Countries represented included Venezuela, Bolivia, Iran, Syria and North Korea, noted hate figures of the Bush administration. As Raul Castro put it in his opening address: ‘We assume that here present are representatives of the majority… of the “60 or more dark corners of the world” cited as possible targets of future [US] attacks’. There were delegates from Bangladesh, threatened with annihilation by rising sea levels, from African countries devastated by war, famine and disease, from the Middle East, subjected to threats and attacks from imperialism, from the plundered nations of Latin America and the Caribbean, all united by the desire to stand together against the rulers of the real dark corners of the world, US imperialism and its allies.
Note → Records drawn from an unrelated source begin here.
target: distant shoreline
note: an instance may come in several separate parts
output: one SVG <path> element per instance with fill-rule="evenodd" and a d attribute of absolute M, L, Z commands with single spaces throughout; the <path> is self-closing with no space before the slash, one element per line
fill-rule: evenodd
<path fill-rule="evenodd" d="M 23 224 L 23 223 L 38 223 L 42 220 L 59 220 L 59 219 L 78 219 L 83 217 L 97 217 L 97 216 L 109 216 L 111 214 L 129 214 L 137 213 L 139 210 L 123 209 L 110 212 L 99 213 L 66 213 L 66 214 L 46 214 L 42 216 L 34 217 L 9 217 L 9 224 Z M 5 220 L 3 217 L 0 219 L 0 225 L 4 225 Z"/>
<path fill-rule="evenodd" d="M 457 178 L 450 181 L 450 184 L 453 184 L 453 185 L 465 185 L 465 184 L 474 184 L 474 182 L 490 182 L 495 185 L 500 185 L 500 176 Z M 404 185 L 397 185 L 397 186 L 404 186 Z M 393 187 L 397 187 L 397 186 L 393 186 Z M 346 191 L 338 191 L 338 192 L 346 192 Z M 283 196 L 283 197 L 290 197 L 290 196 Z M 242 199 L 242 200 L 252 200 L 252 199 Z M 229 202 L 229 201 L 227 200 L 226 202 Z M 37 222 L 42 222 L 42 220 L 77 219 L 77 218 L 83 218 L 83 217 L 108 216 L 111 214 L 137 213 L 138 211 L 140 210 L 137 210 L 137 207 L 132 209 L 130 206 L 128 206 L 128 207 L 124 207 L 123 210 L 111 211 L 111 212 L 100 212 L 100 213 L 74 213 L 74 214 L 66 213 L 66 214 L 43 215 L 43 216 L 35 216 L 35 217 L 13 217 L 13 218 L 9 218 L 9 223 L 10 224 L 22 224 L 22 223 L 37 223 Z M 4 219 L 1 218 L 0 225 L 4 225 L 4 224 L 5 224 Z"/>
One delegate described the summit as ‘the voice of the voiceless’, another as ‘a forum for change’.

President Hugo Chavez predicted that this would be the most important meeting of the movement to date, coming as it did at a moment when the balance of world forces is poised between the brutal attempts of the US to impose itself as world gendarme against a rising movement of opposition. How fitting, then, that the summit should have been held in Cuba, which has withstood and denounced imperialist aggression for 47 years and today, alongside Venezuela, gives a principled, anti-imperialist and socialist voice to the oppressed of the world.

And, despite Fidel Castro’s absence because of illness, it was clearer than ever that the voice of the Cuban Revolution still speaks out loud and clear. Raul Castro, Acting President of Cuba, took on the mantle of accuser of the US and its allies. After denouncing Israel’s ‘shameful wall, symbol of apartheid’ and the war on Lebanon, he continued:

‘We all know who provides economic and military support for the Israeli government, who time and again vetoes the proposed resolutions in the Security Council and hampers plans for this organ to meet and discuss their brutal conduct.

‘We also know who act as their accomplices, who keep silent about the grave violations against prisoners held in the jail operated by the United States in their naval base in Guantanamo, land which was illegally seized from Cuba; who have cooperated with the secret flights and clandestine prisons’.

The discussions addressed, in Foreign Minister Felipe Perez Roque’s words, ‘the principal political, economic and social issues of our time’. Resolutions were passed condemning Israel for its unlawful aggression against the Palestinians and demanding Israeli withdrawal from Gaza, the release of all detained Palestinian officials and reparations for military damage. The summit also denounced Israel’s barbaric bombing and destruction of Lebanon, the illegal imperialist war in Iraq and the torture camps run by the US.

There were calls for a fairer and more equal economic order between the 20% of the world who comprise the population of the rich countries and the 80% who are poor, and the right of the countries of the South ‘to ensure that they have control over their natural resources, for the benefit of their peoples’.

Raul Castro highlighted the need for solidarity with immigrants organising in the industrialised nations against racism, poverty and xenophobia.

Other delegates spoke of the urgent need to act in the face of accelerating environmental degradation, of the widening gulf between rich and poor, of the HIV/AIDS pandemic ‘decimating entire nations from the underdeveloped world’, of the 876 million illiterate adults and 325 million children in the world today without access to schooling. Raul Castro pointed out how little, relative to the wealth of the developed countries, it would take to resolve these problems when $1 trillion a year is spent on weapons and troops and nearly as much again on advertising. ‘The belief that an economic and social order that has proved to be unsustainable can be maintained by force is simply ridiculous. As President Fidel Castro said…“Bombs may kill the hungry, the sick and the ignorant, but they cannot kill hunger, disease and ignorance”’.

Under Cuba’s presidency, the Non-Aligned Movement is emerging as a key rallying point for all those lining up against imperialism in a battle that is about the very future of humanity.